Мушкетон опять испустил вздох, на этот раз еще более грустный, чем первый.

— Мустон, — обратился к нему Портос, — и чего ты все вздыхаешь? Это становится скучным.

— Потому что холодно, сударь, — отвечал Мушкетон.

— Вздор! — заметил Портос.

— Как вздор? — изумленно спросил Мушкетон.

— Конечно. У тебя тело покрыто таким толстым слоем жира, что воздуху до тебя не добраться. Нет, тут что-то другое, говори прямо.

— Ну, если уж говорить прямо, так этот самый жир, которым вы восхищаетесь, и пугает меня.

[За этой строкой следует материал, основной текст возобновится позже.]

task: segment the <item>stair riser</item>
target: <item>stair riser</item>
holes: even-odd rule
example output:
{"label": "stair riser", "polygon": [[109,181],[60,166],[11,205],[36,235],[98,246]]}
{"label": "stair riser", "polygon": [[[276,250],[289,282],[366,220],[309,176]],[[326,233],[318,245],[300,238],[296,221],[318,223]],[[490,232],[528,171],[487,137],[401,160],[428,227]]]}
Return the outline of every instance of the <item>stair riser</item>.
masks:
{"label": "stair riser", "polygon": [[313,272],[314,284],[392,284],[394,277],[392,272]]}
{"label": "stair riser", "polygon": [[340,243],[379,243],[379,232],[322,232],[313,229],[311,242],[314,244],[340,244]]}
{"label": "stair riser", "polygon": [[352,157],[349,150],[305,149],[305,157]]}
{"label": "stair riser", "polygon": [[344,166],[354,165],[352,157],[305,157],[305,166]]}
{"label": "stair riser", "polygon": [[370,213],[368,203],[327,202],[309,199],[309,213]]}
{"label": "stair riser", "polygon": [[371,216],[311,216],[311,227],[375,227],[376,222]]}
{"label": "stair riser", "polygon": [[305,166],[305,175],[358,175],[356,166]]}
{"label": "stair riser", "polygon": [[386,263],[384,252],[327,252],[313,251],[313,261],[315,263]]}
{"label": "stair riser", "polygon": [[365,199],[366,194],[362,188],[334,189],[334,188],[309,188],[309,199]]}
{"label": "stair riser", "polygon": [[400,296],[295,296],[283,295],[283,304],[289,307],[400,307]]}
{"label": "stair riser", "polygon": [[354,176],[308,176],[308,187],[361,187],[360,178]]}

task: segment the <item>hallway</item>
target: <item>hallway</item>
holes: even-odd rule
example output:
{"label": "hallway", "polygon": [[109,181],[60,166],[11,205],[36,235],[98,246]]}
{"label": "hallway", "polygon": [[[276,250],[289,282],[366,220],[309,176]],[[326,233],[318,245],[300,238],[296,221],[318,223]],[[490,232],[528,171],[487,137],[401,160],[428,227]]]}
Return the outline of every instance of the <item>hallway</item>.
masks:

— Да почему же, Мустон? Говори смелее, мы позволяем тебе.

— Я вспомнил, сударь, что в библиотеке замка Брасье есть много описаний путешествий и между прочим описание путешествия Жана Моке, знаменитого мореплавателя Генриха Четвертого.

— Ну и что же?

— Так вот, сударь, — продолжал Мушкетон, — в этих книгах описано много приключений на море, вроде того, что мы переживаем в настоящее время.

— Продолжай, продолжай, Мустон, это становится интересно.

— Так вот, сударь, в подобных случаях путешественники, измученные голодом, как сообщает Жан Моке, имеют ужасное обыкновение съедать друг друга, начиная с…

— С самых жирных! — воскликнул д'Артаньян, не в силах удержаться от смеха, несмотря на всю серьезность положения.

— Да, да, сударь, — отвечал Мушкетон, немного растерявшись от этого неожиданного смеха, — и позвольте мне заметить вам, что я не вижу в этом ничего смешного.

— О, вот пример истинного самопожертвования! Благородный Мустон! — сказал Портос. — Я готов биться о какой угодно заклад, что ты уже видишь, как тебя освежевали, вроде лося, разрезали на части, — и твой жирный окорок обгладывает твой господин.